DIY batch-2, two/both USB-C ports stop working, after which suspend/shutdown will fail

Hi,

I have a DIY, running ubuntu 21.10. My usb-c ports have always been a little funky (I have two), but I’ve been experiencing them not working. I have a new keyboard, you see, and it speaks USB-C. After a boot everything is fine. Then, once the laptop has been on for one to two days, Things Stop Working. I’ve also been having this pretty near constant problem with suspend not working, and I’ve managed to link it up to this issue. Due to bisecting effort on my part, I’ve also linked shutdown/power-off not working to this same issue. When suspend causes a hard loop/CPU fan max, shutdown does as well. This suspend/shutdown failure will occur once the USB-C periphery stops working, 100% of the time. (From a debugging standpoint, during a shutdown the kernel prints that it is commanding power-off, and once the screen shuts off the laptop enters a hard loop eventually ramping the CPU fan up to leaf blower speeds. I take that to mean this is a BIOS issue.)

Things That Do Not Work:

  • Either USB-C expansion card, for connecting USB-C peripherals. Both USB-C cards/slots stop working simultaneously. HOWEVER. If my keyboard is already plugged in, it still works. Once some strange invisible line has been crossed, newly-connected devices will no longer work. That includes unplugging and re-plugging devices that were previously working due to having already been plugged in.
  • Swapping USB-C expansion cards between slots that previously had a USB-C expansion card.

Things That Do Work:

  • Charging.
  • Swapping USB-C to an expansion port that did not previous have a USB-C expansion card in it.
  • USB-C peripheral through USB-A expansion card in a different slot.
  • Suspend/shutdown while USB-C ports are functional.
  • USB-C peripherals that remain plugged in

Things That Do Not Seem To Matter

  • Leaving USB-C devices plugged in or not (meaning an existing, connected USB-C device does not seem to hasten or delay the onset of this problem)

Things I’ve Already Tried

  • I had the charger disconnect/reconnect loop thing, and thought it was just bad linux drivers. As part of the research for this post, I did eventually perform the EMI sticker fix, which resolved my charger disco/reco loop problem. This USB availability did not exhibit any change in persistence whatsoever.
  • I had this same suspend/shutdown thing since I got the laptop, when running 21.04. This is 21.10, and same problem with suspend/shutdown after a couple days. Only after I got 21.10 did I get a USB-C keyboard.
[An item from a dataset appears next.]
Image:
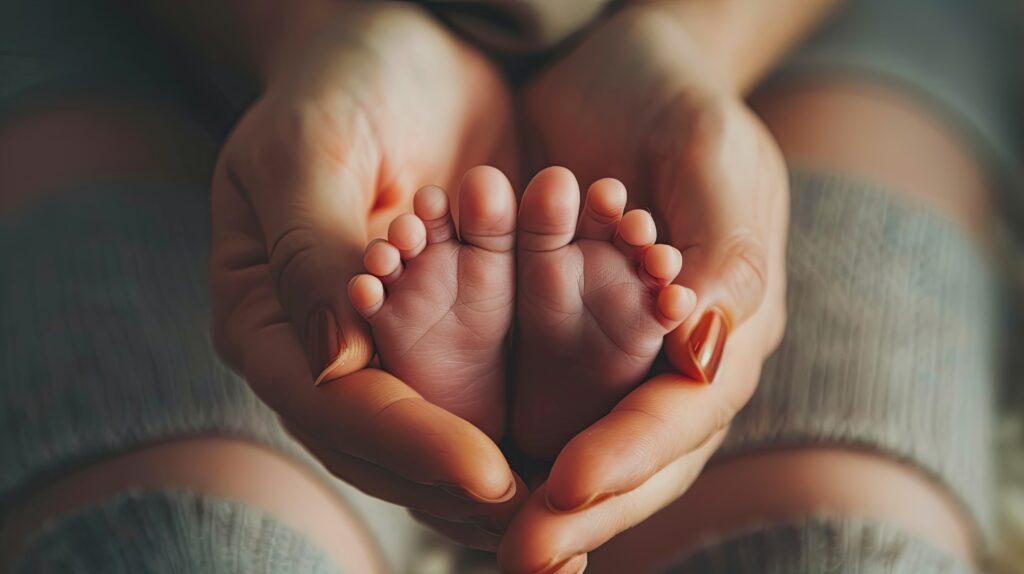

TL;DR: After a couple days, my DIY’s USB-C ports stop working [for new devices], and after that point in time suspend/shutdown will hang hard.

P.S.
Layout: USB-C expansion cards are in both bays closest to the screen hinges. These are the two bays that stop working with new USB-C devices at the same time. I have not tested other bays for prolonged-use USB-C failures. Only bay reliably tested for USB-C swap-and-work was lower-right bay–the one further from the power switch but on the same side. USB-A port used to test device post-failure-mode has been lower left.

P.P.S.
This has all been on BIOS 3.02. I’ve just upgraded to 3.06 and will report back after a few days.

One week later, an update:

Looks like BIOS 3.06, applied with fwupd using ubuntu 21.10, has stopped my USB-C port problem from recurring, which has in turn stopped my suspend/shutdown failures from occuring.

Advice: Install 3.06 ASAP if using linux. If your’re using fedora, check to make sure they’ve fixed the Fedora Problem I saw in a few other threads about using fwupd.

Looks like the last few bugs have been worked out, and this laptop does its job with no complaints. Very nice job, Framework.

I got hit by the no-charge drained battery BIOS bug in 3.06. I waited and waited for LVFS but it never came. I updated via usb stick (having to find a USB stick to format just to put some bios update on is a PITA).

Now I have updated to 3.07, and my keyboard will stop working after it is plugged in for more than half an hour. This is a USB-C dongle. They main keyboard continues to work. @support This is a regression.